Source: Bloomberg
Carnegie’s Michael Pettis spoke on Bloomberg Television’s On the Move Asia about China's economy, central bank monetary policy, and currency. China’s consumer prices rose 5.3 percent in April compared to a year earlier, exceeding the government’s full-year target for a fourth straight month.
The Relationship Between Inflation and Interest Rates
Although China's April inflation figures were slightly lower than the previous month, Pettis noted that many experts had predicted inflation rates would peak in July or August of this year. Thus, it remains to be seen whether inflation has started a long-term declining trend. Pettis added that although it may seem counterintuitive, raising interest rates may not be an effective way for Beijing to stem inflation, since such an action will increase household income and consumption, thus adding to inflationary pressure.
The Need for Comprehensive Rebalancing
In order to rebalance its economy, Pettis suggested that Beijing needs to adopt a comprehensive approach that includes revaluing its currency, raising interest rates, and raising wages. Although wages are rising in real terms, after adjusting for inflation and productivity growth differentials, "the currency is barely appreciating in real terms," Pettis said. Most importantly, although nominal interest rates have gone up, real interest rates have actually been negative. Thus, Pettis stated, "In the aggregate, it is very hard to say that China is rebalancing."

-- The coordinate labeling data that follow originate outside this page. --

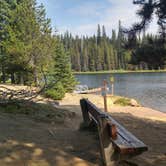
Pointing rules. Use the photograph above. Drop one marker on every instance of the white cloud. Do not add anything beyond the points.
(122, 10)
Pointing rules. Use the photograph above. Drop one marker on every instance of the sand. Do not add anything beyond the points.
(26, 142)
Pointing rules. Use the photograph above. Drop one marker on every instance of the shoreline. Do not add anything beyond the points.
(119, 72)
(136, 111)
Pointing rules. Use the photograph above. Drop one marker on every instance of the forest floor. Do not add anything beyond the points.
(26, 140)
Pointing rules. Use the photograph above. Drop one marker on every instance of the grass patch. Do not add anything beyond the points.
(120, 72)
(123, 102)
(39, 112)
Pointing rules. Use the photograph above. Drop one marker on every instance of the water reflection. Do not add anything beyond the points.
(148, 88)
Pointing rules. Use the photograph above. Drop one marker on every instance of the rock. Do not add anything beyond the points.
(134, 103)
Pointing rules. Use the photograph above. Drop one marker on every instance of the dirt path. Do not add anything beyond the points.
(26, 142)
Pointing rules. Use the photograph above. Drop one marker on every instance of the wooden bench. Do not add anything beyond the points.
(116, 143)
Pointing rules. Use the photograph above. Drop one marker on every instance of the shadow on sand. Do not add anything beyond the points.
(26, 142)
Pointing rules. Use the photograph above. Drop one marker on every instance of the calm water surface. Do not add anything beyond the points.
(148, 88)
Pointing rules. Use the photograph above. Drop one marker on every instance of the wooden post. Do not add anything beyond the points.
(104, 94)
(112, 85)
(108, 154)
(85, 113)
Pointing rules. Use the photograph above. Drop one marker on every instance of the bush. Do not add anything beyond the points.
(57, 92)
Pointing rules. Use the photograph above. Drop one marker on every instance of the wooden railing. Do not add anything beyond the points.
(116, 143)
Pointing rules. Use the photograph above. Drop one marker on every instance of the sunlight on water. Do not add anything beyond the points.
(148, 88)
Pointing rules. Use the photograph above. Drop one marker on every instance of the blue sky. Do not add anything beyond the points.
(82, 16)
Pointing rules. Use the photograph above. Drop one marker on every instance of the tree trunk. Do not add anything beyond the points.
(3, 75)
(12, 78)
(36, 81)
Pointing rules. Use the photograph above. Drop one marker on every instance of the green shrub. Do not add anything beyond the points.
(123, 102)
(57, 92)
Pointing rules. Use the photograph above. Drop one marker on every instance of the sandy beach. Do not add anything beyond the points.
(28, 142)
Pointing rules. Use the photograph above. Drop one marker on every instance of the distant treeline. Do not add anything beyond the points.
(29, 52)
(101, 52)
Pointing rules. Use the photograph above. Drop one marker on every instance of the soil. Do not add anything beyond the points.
(27, 142)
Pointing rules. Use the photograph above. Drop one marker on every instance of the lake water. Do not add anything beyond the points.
(147, 88)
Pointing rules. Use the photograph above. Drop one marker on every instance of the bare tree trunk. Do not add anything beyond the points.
(12, 78)
(3, 75)
(36, 81)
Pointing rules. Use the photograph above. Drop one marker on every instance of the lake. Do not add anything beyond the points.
(147, 88)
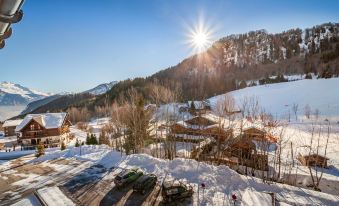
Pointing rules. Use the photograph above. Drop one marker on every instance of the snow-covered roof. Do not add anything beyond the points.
(12, 123)
(198, 104)
(47, 120)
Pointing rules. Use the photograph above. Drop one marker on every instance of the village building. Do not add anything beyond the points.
(50, 129)
(198, 107)
(313, 160)
(199, 128)
(9, 127)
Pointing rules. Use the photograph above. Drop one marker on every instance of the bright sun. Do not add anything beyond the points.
(199, 37)
(200, 40)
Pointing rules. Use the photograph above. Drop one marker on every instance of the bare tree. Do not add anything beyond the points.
(295, 108)
(317, 170)
(316, 114)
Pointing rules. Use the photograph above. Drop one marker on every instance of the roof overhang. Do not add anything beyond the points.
(10, 13)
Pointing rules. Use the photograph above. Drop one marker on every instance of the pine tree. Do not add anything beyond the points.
(103, 139)
(93, 139)
(40, 150)
(88, 139)
(63, 146)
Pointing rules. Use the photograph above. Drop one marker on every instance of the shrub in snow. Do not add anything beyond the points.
(77, 144)
(91, 139)
(40, 150)
(63, 146)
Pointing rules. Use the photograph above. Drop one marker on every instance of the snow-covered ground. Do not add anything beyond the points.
(221, 182)
(10, 111)
(277, 99)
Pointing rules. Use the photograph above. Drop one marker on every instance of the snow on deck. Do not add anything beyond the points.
(278, 98)
(54, 197)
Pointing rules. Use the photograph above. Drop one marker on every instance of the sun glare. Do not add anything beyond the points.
(200, 40)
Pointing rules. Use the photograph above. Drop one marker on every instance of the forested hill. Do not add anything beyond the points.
(231, 62)
(251, 56)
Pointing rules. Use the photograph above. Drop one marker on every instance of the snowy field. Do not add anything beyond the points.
(10, 111)
(221, 182)
(277, 99)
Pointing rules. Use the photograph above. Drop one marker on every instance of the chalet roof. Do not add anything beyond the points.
(47, 120)
(12, 123)
(198, 104)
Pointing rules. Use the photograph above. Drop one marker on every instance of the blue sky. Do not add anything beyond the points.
(73, 45)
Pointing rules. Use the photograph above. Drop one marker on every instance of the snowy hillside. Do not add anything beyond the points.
(101, 89)
(15, 94)
(278, 99)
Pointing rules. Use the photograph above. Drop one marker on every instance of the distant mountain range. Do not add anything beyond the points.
(101, 89)
(12, 94)
(231, 63)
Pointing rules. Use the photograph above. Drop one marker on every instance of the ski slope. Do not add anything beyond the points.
(277, 99)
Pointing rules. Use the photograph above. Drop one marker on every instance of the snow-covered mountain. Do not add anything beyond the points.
(15, 94)
(278, 99)
(101, 89)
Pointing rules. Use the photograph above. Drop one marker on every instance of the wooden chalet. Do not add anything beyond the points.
(198, 107)
(257, 134)
(313, 160)
(199, 128)
(9, 127)
(244, 151)
(49, 129)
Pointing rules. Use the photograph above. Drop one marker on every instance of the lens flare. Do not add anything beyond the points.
(200, 37)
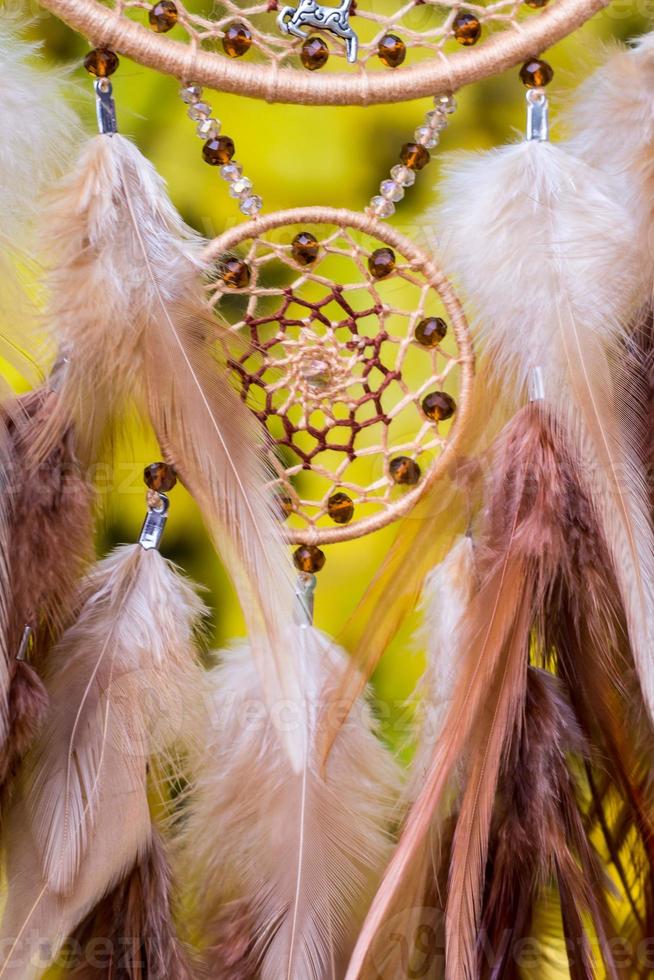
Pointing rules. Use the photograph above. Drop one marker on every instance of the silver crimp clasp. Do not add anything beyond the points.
(154, 524)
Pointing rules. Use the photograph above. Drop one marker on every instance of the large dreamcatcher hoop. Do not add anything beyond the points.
(277, 36)
(357, 360)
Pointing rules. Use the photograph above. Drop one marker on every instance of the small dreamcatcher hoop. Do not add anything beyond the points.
(285, 38)
(358, 362)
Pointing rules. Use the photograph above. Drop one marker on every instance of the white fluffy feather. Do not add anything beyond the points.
(302, 851)
(39, 134)
(549, 258)
(446, 594)
(124, 688)
(122, 249)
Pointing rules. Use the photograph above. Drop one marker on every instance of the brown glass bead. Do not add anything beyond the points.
(404, 470)
(414, 156)
(159, 477)
(314, 53)
(163, 16)
(237, 40)
(284, 505)
(234, 272)
(218, 150)
(304, 248)
(438, 406)
(467, 28)
(430, 331)
(340, 508)
(101, 62)
(391, 50)
(381, 263)
(308, 558)
(536, 73)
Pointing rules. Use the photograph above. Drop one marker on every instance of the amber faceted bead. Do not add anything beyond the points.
(284, 505)
(467, 28)
(304, 248)
(234, 272)
(159, 477)
(404, 470)
(218, 150)
(414, 156)
(314, 53)
(430, 331)
(340, 508)
(101, 62)
(163, 16)
(536, 73)
(391, 50)
(381, 263)
(237, 40)
(308, 558)
(438, 406)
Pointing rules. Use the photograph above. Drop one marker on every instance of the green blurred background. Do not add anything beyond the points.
(295, 156)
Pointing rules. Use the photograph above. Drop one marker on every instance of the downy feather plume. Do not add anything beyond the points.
(124, 688)
(555, 228)
(49, 542)
(33, 103)
(423, 540)
(136, 920)
(447, 592)
(122, 249)
(611, 122)
(546, 592)
(299, 853)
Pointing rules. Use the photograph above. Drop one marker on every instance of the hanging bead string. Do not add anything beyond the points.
(414, 156)
(218, 151)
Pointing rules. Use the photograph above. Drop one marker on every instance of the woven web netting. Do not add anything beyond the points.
(329, 361)
(426, 28)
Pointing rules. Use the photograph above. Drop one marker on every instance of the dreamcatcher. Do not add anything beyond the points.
(309, 377)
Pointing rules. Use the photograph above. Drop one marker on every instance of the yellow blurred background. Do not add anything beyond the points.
(296, 156)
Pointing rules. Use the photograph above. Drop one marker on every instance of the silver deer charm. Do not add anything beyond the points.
(291, 20)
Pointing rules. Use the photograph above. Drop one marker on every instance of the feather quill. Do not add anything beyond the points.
(124, 688)
(549, 222)
(300, 852)
(541, 550)
(122, 248)
(49, 541)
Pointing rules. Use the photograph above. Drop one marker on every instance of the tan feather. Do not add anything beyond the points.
(535, 199)
(123, 249)
(300, 852)
(123, 687)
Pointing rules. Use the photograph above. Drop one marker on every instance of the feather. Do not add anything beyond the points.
(33, 103)
(556, 227)
(49, 541)
(447, 592)
(122, 248)
(301, 853)
(542, 563)
(611, 123)
(134, 925)
(124, 688)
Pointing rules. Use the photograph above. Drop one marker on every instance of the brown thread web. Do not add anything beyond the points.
(425, 27)
(333, 371)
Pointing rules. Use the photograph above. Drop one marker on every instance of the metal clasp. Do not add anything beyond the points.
(105, 106)
(154, 524)
(538, 124)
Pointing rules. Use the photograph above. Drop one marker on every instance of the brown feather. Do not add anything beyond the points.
(49, 542)
(133, 926)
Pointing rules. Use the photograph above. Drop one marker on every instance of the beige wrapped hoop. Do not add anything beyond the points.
(333, 367)
(442, 72)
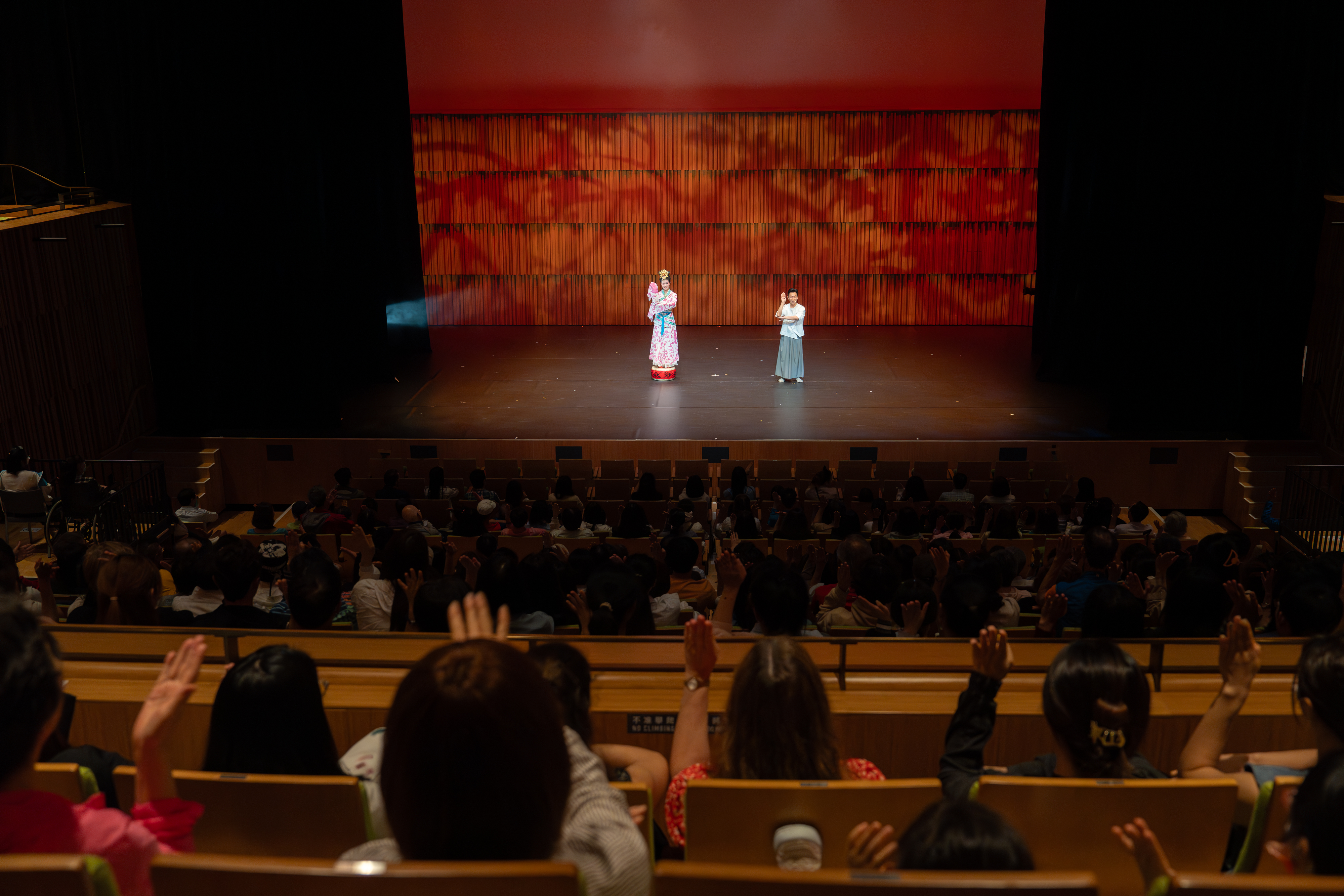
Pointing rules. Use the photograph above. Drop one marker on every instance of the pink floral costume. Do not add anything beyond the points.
(663, 348)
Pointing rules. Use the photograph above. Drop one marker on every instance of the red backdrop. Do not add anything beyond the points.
(878, 218)
(896, 217)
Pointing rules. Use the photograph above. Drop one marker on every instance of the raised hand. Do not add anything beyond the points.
(1238, 655)
(471, 618)
(175, 684)
(872, 846)
(732, 573)
(702, 653)
(1054, 608)
(1142, 843)
(577, 602)
(991, 655)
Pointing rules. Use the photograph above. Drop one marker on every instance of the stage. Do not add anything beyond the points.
(593, 382)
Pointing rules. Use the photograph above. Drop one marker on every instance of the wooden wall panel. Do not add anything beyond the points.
(76, 362)
(878, 218)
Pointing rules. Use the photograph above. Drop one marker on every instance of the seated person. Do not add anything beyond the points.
(776, 727)
(189, 508)
(36, 821)
(1136, 526)
(237, 577)
(694, 491)
(682, 554)
(390, 492)
(1001, 492)
(343, 489)
(319, 518)
(959, 489)
(564, 492)
(1096, 703)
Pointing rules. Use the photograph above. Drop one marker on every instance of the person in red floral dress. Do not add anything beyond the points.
(778, 726)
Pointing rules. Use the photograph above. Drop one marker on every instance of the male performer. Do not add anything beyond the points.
(788, 366)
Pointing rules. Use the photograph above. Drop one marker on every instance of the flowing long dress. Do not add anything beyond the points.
(663, 348)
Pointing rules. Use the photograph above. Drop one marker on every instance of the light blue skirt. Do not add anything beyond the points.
(790, 365)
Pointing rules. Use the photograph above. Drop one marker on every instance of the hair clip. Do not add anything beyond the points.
(1107, 737)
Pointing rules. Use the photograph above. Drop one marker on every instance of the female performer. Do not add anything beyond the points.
(788, 366)
(663, 348)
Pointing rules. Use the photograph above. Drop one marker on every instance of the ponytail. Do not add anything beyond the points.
(1096, 700)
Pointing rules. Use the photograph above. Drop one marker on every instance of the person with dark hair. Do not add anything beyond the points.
(1001, 492)
(1114, 612)
(1099, 554)
(915, 489)
(776, 727)
(390, 492)
(682, 554)
(436, 491)
(823, 487)
(189, 508)
(959, 491)
(788, 363)
(1136, 526)
(951, 835)
(616, 602)
(345, 491)
(463, 799)
(312, 592)
(1096, 702)
(571, 678)
(739, 485)
(382, 604)
(1319, 690)
(634, 524)
(237, 577)
(268, 718)
(34, 821)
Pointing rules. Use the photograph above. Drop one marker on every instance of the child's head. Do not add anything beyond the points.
(962, 835)
(1096, 700)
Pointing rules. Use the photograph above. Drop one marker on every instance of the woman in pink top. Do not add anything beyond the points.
(34, 821)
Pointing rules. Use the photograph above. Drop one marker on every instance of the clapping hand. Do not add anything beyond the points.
(471, 618)
(991, 655)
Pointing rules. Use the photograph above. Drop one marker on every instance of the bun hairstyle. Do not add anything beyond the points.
(1096, 700)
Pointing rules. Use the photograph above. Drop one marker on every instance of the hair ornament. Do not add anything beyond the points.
(1107, 737)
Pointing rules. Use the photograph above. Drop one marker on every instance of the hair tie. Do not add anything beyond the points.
(1107, 737)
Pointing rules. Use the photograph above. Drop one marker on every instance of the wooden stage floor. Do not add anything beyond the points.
(593, 382)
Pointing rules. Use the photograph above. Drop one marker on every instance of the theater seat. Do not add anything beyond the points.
(208, 875)
(734, 821)
(318, 816)
(1066, 823)
(710, 879)
(56, 875)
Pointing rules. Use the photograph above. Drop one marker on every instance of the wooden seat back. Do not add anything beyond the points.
(206, 875)
(714, 879)
(734, 821)
(65, 780)
(1066, 823)
(56, 875)
(315, 816)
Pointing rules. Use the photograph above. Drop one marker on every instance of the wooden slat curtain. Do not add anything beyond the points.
(878, 218)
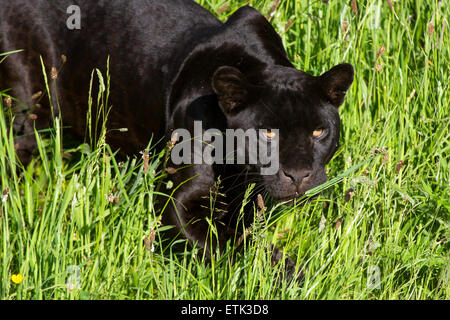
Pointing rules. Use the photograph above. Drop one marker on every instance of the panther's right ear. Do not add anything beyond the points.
(231, 88)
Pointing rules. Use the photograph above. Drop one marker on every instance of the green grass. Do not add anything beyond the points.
(92, 217)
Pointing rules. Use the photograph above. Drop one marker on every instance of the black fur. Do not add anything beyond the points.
(172, 62)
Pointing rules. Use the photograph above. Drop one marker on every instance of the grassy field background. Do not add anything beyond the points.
(85, 226)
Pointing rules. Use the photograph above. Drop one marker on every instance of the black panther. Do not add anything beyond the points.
(172, 63)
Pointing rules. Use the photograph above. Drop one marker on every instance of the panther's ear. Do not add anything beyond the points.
(336, 82)
(231, 88)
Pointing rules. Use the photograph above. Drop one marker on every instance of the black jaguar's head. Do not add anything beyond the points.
(302, 107)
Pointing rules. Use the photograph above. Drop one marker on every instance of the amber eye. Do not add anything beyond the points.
(270, 134)
(317, 133)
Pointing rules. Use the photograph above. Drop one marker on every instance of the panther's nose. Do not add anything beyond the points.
(296, 177)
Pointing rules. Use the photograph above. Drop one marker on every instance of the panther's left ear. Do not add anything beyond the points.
(336, 82)
(231, 88)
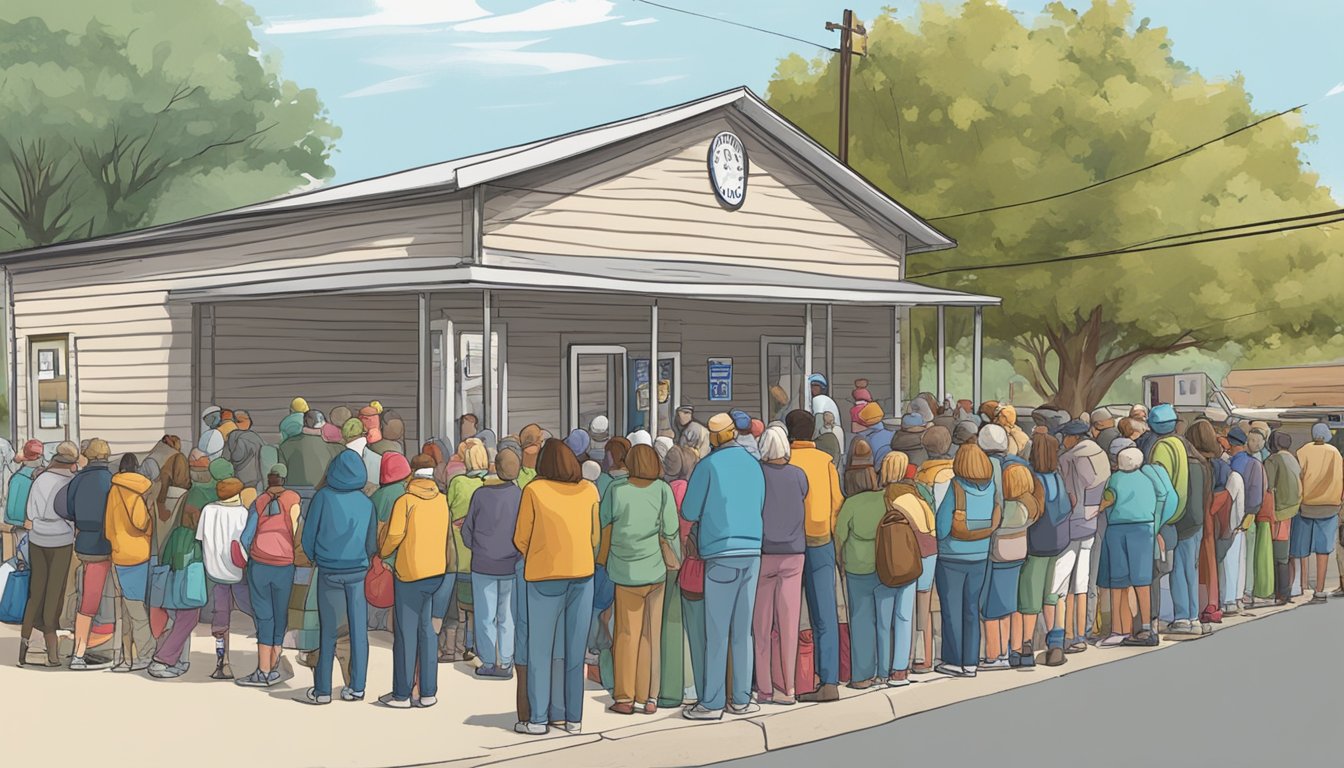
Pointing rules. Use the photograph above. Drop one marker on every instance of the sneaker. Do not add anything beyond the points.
(257, 679)
(163, 671)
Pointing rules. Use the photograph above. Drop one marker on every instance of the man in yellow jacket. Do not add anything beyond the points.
(129, 531)
(417, 533)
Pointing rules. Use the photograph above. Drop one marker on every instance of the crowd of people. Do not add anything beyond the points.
(717, 566)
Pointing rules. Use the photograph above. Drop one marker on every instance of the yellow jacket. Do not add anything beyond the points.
(417, 531)
(127, 519)
(821, 507)
(558, 530)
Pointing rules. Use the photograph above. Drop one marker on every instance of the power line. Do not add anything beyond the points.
(1145, 246)
(1149, 167)
(738, 24)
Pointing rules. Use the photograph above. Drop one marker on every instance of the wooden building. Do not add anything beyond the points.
(581, 257)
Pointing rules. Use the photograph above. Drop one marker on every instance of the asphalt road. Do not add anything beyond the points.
(1262, 694)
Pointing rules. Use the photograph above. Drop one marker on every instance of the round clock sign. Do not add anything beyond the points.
(729, 170)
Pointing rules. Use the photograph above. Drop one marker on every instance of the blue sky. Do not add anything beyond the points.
(418, 81)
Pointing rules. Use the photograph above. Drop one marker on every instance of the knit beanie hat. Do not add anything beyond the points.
(393, 468)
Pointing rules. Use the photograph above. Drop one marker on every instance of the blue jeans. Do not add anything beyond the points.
(864, 630)
(558, 613)
(342, 593)
(413, 636)
(960, 587)
(819, 587)
(1186, 579)
(729, 601)
(895, 627)
(492, 597)
(269, 588)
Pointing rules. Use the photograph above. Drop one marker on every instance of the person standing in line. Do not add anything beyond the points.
(219, 531)
(780, 589)
(643, 517)
(967, 518)
(50, 548)
(269, 540)
(819, 572)
(726, 496)
(340, 534)
(418, 534)
(86, 505)
(488, 533)
(131, 533)
(558, 533)
(1323, 494)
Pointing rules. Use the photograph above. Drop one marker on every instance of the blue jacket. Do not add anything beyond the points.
(86, 503)
(726, 496)
(340, 531)
(980, 510)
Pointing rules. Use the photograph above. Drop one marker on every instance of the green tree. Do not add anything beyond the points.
(968, 108)
(117, 114)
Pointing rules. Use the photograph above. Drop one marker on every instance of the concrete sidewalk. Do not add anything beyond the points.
(215, 722)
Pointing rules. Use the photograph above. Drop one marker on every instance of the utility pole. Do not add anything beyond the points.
(850, 28)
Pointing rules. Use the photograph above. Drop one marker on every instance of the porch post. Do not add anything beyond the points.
(487, 420)
(942, 355)
(653, 370)
(807, 355)
(424, 397)
(976, 355)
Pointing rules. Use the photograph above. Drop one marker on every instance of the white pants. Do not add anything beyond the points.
(1230, 570)
(1074, 568)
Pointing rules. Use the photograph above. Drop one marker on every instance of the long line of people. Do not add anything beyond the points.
(718, 568)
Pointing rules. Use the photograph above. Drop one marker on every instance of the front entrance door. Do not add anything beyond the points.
(597, 386)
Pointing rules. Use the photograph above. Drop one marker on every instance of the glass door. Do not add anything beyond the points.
(597, 386)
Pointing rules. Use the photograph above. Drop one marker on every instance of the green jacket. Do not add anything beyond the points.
(639, 517)
(856, 531)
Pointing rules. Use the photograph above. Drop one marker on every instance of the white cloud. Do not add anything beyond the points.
(387, 14)
(550, 15)
(663, 80)
(394, 85)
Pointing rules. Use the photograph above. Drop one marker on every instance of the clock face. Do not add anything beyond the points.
(729, 170)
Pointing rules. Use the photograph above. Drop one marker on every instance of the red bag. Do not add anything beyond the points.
(378, 584)
(844, 653)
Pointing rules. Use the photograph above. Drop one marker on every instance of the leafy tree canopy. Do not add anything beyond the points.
(117, 114)
(968, 108)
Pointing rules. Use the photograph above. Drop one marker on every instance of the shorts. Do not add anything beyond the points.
(1129, 556)
(1073, 568)
(925, 581)
(92, 585)
(1313, 535)
(1000, 595)
(1031, 585)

These continued imbalances were discussed in a recent IMF report which noted that consumption growth in China slowed last year, Pettis noted. Moreover, massive increases in investment in China are becoming increasingly misallocated and ineffective, which historically has always been associated with an unsustainable rise in debt. If such trends continue, this excessive investment will pose a serious threat to China's growth.